In leu of waiving palms and yelling, “Hosannah!” Luke’s crowd on Palm Sunday does something amazing: they shed their cloaks and lay them on the ground. Now, I was trying to explain the significance of this in an odd way to someone this week. Maybe I’ll try it with you. Someone was telling me why New Yorkers dress “to the nines” as we used to say when I was growing up. They are very fashion conscious (which is just one more thing that would make me a terrific New Yorker!) This person, who lived there, was saying that since no one has cars, clothes are how status gets expressed. Somewhere else, it might be all about what car you drive or how huge your house is. In New York, it’s all about the clothes you wear.
What I want to suggest is that it was all about cloaks in Jesus’ day. Everyone knew everyone else’s status based on how colorful your cloak was or how intricate the design might be. When people see Jesus on Palm Sunday, for a moment, a really faithful moment, they don’t care about status. They don’t focus on who is in and who is out. In the face of Jesus’ courage and standing in his presence, they shed such concerns. For a moment, everyone views everyone else as an equal. I like to call that moment a glimpse of the Kingdom of God.”

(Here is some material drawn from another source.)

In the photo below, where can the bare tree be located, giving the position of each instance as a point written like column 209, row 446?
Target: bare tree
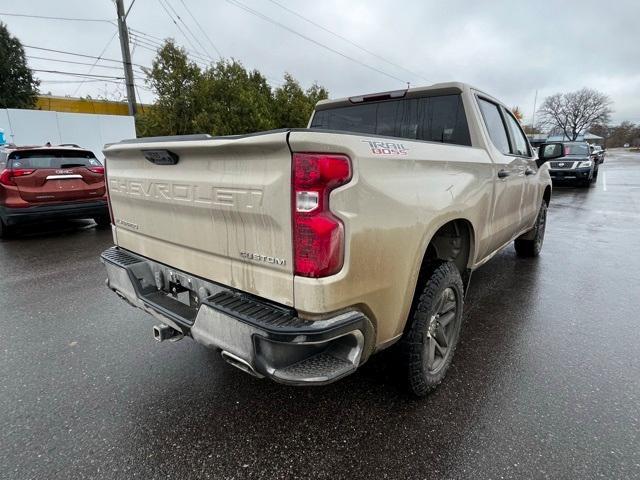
column 574, row 112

My only question is how long it took for individual members of that crowd to go back to their old ways. Was Jesus still in view when the first person ran out onto the road and shook his cloak off and wiped off the donkey tracks and put it back on? Had their cries about a king even quit reverberating before they let go of that joy in order to reclaim the satisfaction of being better than they guy standing next to me? And when Jesus reached the gates and there was no armed revolution and it looked for all the world like nothing was going to change, how long did it take for their joy to become anger?